CAMS motor racing category

Group D Production Sports Cars was a CAMS motor racing category current in Australia from 1972 to 1981.

The Group D category catered for series-production type automobiles, other than those eligible to compete as Touring Cars, which were:
- Recognised by the FIA as Group 3 or Group 4 cars, or
- Of a type of which at least 50 examples existed in Australia, or
- Of a type which CAMS deemed to be eligible

Bodywork could be of an open or closed type and was required to provide adequate accommodation for a minimum of two persons. The original design of the cylinder-block, cylinder-head, transmission and suspension had to be retained and forced induction was permitted only if fitted as standard by the manufacturer. Minor changes to bodywork, mudguards and interior trim were permitted. A 5000cc engine capacity limit which was applied at the time of the introduction of the category was later raised to 6000cc.

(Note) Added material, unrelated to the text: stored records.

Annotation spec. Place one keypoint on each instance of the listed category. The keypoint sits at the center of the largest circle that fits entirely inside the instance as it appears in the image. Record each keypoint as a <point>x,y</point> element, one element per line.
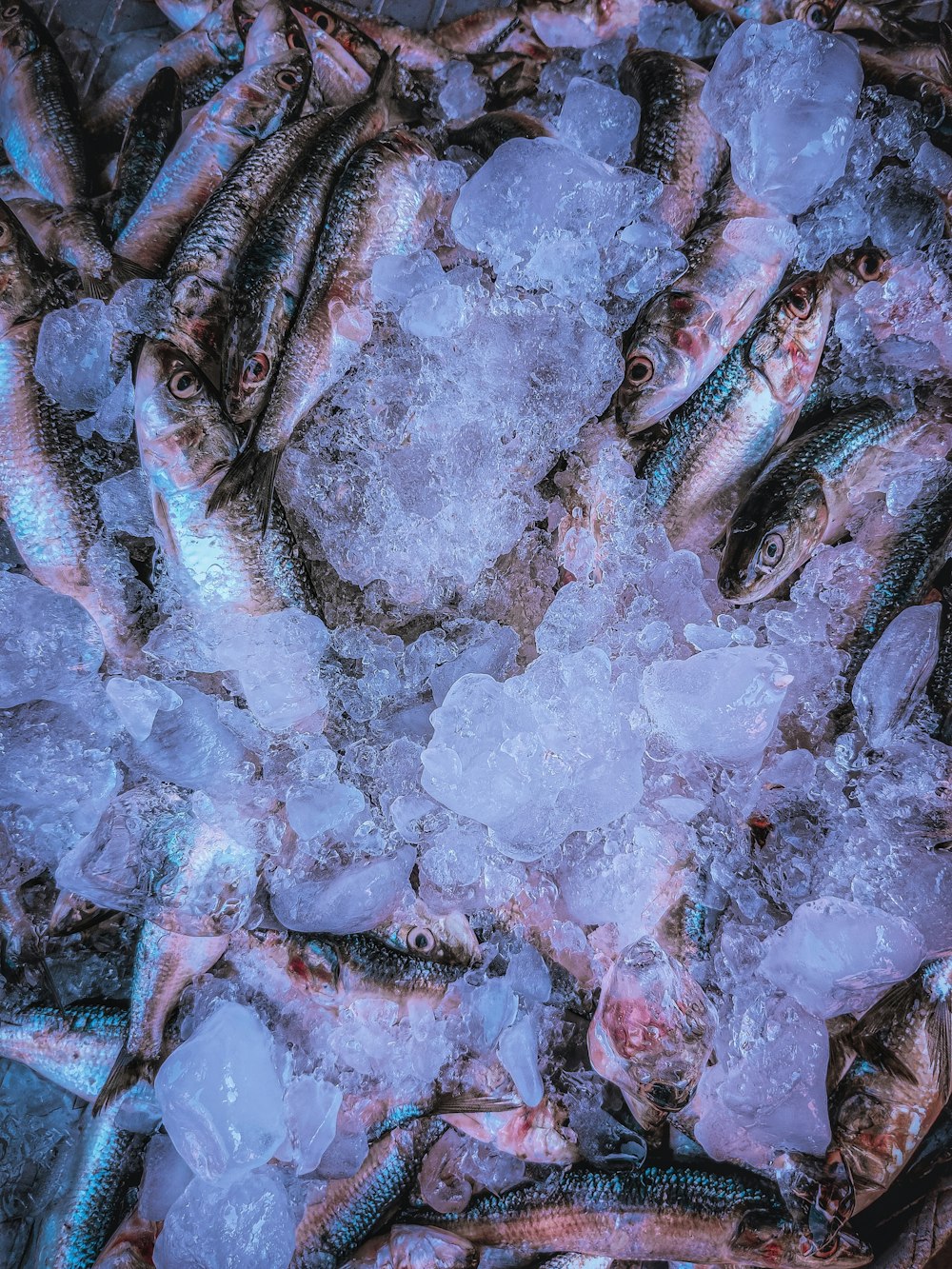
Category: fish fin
<point>251,472</point>
<point>128,1071</point>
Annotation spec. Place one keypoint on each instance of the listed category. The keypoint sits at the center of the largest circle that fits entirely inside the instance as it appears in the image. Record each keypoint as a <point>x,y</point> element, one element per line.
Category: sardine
<point>655,1214</point>
<point>737,259</point>
<point>164,966</point>
<point>746,408</point>
<point>899,1082</point>
<point>803,498</point>
<point>220,561</point>
<point>249,108</point>
<point>206,56</point>
<point>676,142</point>
<point>383,205</point>
<point>272,274</point>
<point>41,133</point>
<point>88,1191</point>
<point>152,130</point>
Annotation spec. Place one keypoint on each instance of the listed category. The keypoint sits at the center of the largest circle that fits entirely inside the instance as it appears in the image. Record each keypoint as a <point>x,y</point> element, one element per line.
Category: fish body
<point>383,205</point>
<point>164,966</point>
<point>676,142</point>
<point>654,1214</point>
<point>748,407</point>
<point>898,1084</point>
<point>220,561</point>
<point>272,274</point>
<point>803,498</point>
<point>204,57</point>
<point>154,127</point>
<point>737,259</point>
<point>74,1052</point>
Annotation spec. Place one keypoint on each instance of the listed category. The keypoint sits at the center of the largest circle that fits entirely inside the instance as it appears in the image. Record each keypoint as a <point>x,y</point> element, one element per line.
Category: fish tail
<point>128,1071</point>
<point>251,473</point>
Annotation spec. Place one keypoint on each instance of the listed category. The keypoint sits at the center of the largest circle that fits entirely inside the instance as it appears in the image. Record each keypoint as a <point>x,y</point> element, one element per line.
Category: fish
<point>803,498</point>
<point>653,1032</point>
<point>87,1193</point>
<point>383,205</point>
<point>204,57</point>
<point>166,963</point>
<point>676,142</point>
<point>272,274</point>
<point>654,1214</point>
<point>486,133</point>
<point>737,259</point>
<point>154,127</point>
<point>249,108</point>
<point>220,561</point>
<point>41,132</point>
<point>748,407</point>
<point>898,1084</point>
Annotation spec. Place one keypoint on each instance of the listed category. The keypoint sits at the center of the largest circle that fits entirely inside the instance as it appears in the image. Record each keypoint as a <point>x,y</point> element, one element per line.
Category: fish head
<point>787,342</point>
<point>670,338</point>
<point>185,438</point>
<point>769,538</point>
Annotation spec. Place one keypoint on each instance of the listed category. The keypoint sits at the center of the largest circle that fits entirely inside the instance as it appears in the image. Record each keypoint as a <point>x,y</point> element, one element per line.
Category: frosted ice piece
<point>724,702</point>
<point>244,1223</point>
<point>837,957</point>
<point>546,753</point>
<point>653,1031</point>
<point>221,1098</point>
<point>893,678</point>
<point>312,1108</point>
<point>598,121</point>
<point>518,1052</point>
<point>50,644</point>
<point>784,96</point>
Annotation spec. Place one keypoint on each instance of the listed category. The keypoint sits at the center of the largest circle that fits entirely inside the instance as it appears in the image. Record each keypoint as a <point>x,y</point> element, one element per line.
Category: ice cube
<point>837,957</point>
<point>598,121</point>
<point>221,1098</point>
<point>724,702</point>
<point>784,96</point>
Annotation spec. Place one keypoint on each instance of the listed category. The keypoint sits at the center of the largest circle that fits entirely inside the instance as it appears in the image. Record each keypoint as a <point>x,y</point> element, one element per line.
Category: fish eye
<point>255,369</point>
<point>421,941</point>
<point>185,385</point>
<point>800,302</point>
<point>639,370</point>
<point>772,549</point>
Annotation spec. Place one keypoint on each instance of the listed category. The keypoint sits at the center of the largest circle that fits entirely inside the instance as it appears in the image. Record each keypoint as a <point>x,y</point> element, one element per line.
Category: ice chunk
<point>837,957</point>
<point>50,644</point>
<point>724,702</point>
<point>244,1223</point>
<point>784,96</point>
<point>893,678</point>
<point>539,757</point>
<point>598,121</point>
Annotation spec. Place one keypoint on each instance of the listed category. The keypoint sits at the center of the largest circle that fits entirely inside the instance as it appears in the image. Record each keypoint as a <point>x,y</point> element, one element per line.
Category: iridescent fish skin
<point>737,259</point>
<point>748,407</point>
<point>898,1084</point>
<point>249,108</point>
<point>272,274</point>
<point>204,57</point>
<point>154,127</point>
<point>383,205</point>
<point>220,563</point>
<point>707,1215</point>
<point>803,499</point>
<point>676,142</point>
<point>74,1052</point>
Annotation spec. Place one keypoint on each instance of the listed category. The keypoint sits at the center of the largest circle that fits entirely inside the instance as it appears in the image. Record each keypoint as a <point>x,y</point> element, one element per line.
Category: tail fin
<point>129,1070</point>
<point>251,473</point>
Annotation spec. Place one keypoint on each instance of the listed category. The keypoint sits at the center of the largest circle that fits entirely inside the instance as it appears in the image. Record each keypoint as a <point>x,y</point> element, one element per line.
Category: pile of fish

Cars from the Group D Production Sports Cars category were eligible to compete in Australian Sports Car Championship races alongside those from the Group A Sports Cars category from 1972 to 1975 and in May 1975, Production Sports Cars contested the revived Australian Tourist Trophy held at Calder Raceway. In 1976, Group D became the sole category to contest the Australian Sports Car Championship, a situation which applied through to 1981. The category was discontinued at the end of that year and the Group D designation was applied to a new category for GT Cars from 1982.

==Group B Improved Production Sports Cars and Group D Series Production Sports Cars==
Prior to the introduction of the new category in 1972, the Confederation of Australian Motor Sport had promulgated regulations for both Group B Improved Production Sports Cars and Group D Series Production Sports Cars, the former for modified vehicles of which at least 100 examples had been produced and the latter for virtually standard cars. Both categories had been introduced in 1964.